Şimdi bu cümleden anladığım sen buraya ya gericilik yapmaya yazdın bunu yada polemik yapmak için. Bu sorunun cevabı çok basit. Madem bu ülkenin kanunları hoşuna gitmiyor neden yaşıyorsun ? Eğer ki yaşıyorsan o zaman sen kendi kendine bu tür sapkın düşünceler ile düşman oluyorsun. Ben sene 2009'da yaptım askerliğimi mescidimiz de vardı herşeyimiz vardı. İsteyende istediği zaman gidiyordu. Dinsizliği koruyan kişi müslüman olarak kalabilir mi ? Evet bak kaldım işte.( Sana göre dinsizlik ) Babalarına bak, dedelerine bak hepsi yaptı askerliğini onlarda müslüman. Putlara selam verme v.s onlar senin uydurmaların istersen vermezsin ki selam versen ne olacak ? Selam vermek yada saygı duymak ne zamandan beri tapma anlamına geliyor. O zaman eşin varsa yada çocuğun varsa sen onada tapıyorsun. Başka bir değişle Put dediğin senin bu ülkenin kurucusu. Beğenmiyorsan baştaki sorum yine geçerli olacak.

(Sence Allah rasulunun sahabesinin yapacağı bir amel midir ?)
Bu soruyu kendin cevapla. O zamanın dünyası ile şimdinin dünyası arasında 1 milyondan fazla fark vardır. Ayrıca bak ne güzel söylemişsin. Sahabelerin yapacağı bir amelmidir ? Biz sahabe değiliz. Önce onu bir öğrenmelisin. Şuan günümüzde peygamber efendimiz yaşıyor olsa bizde yapmaz peygamberimizin peşinden giderdik. Allahım nasip ederse Hazreti Mehdi efendimizi görürsek onun peşinden gideceğimiz gibi.


Onların ordusuna girip onlara karşı mı savaşalım bu nasıl bir çelişki onuda anlamış değilim.
Savaş denince aklına neden hemen kelle kesmek geliyor ? Ayrıca onların ordusu dediğin senin milletinin, senin kardeşlerinin olduğu ordu. Hemen nasıl onları karşına alıp düşman pozisyonuna sokabiliyorsun ki onları çoğu müslüman olmasına rağmen. Nasıl canileştik. İnsanları korkutan sizlersiniz işte. Hem korkutup hem kaçırıyorsunuz. Savaş derken, Hukuki yolla savaşı kasıt etmiştim. Aklıma da böyle birinin yazacağı gelmişti.
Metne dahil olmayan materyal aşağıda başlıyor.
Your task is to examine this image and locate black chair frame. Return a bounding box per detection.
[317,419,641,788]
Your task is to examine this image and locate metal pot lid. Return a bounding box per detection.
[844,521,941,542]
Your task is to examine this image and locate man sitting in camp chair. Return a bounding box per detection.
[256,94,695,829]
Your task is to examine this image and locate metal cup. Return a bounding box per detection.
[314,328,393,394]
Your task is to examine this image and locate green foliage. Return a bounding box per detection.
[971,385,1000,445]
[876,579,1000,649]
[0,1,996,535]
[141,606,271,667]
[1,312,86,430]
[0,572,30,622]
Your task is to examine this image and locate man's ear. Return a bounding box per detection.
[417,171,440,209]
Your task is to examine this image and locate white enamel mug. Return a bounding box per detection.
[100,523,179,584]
Şimdi sana bir soru sormak istiyorum günahlardan kaçmak şirkten kaçmak da mı müslümanlara yakışmaz ?

İşte burada gericilik yapmayan geldiğin anlaşıldı. Orada kasıt edileni herkes anladı sen farklı yerlere çekiyorsun. Haram ve günahtan kaçmak değil orada savaştan, mücadeleden kaçmak (!)

Bence bana göre gibi düşünceler ile mi dinimizi anlayacağız sana göre güzel olan şey ya bana göre kötüyse o zaman ne olacak (Dinimizi aklımızla değil Kuran ve Sünnetle ona tabi olanlar ile anlayabiliriz.)
Evet bence de kuran ve sünnete göre yorumla. Sen askerlik yapmadan Allah yolunda şehit olmayı düşünüyorsun. Ama en ufak bir silah eğitimi almamışsın. Üstüne bunun zorunlu olmaması gerektiğini savunuyorsun. Çok film izliyorsun.

Allah rasulu(sav) kendi ülkesine savaş açmak yerine o vatanı korudu mu onlarla birlikte mi yaşadı yada şöyle mi dedi benim görevim vatanımı korumaktır.

Savaş mı açmış efendimiz ? Ben bilmiyorum. Kaynak verde okuyalım. Eminim oradaki amaçlar faklıdır.

SubhanAllah yani azılı kafirler ülkeyi ele geçirse namaz kılamayacağız oruç tutamayacağız yani dinimizden mi döneceğiz yani ülkemiz var diye dinimizi yaşıyoruz öyle mi yani Allah(swt) istediği için değil ?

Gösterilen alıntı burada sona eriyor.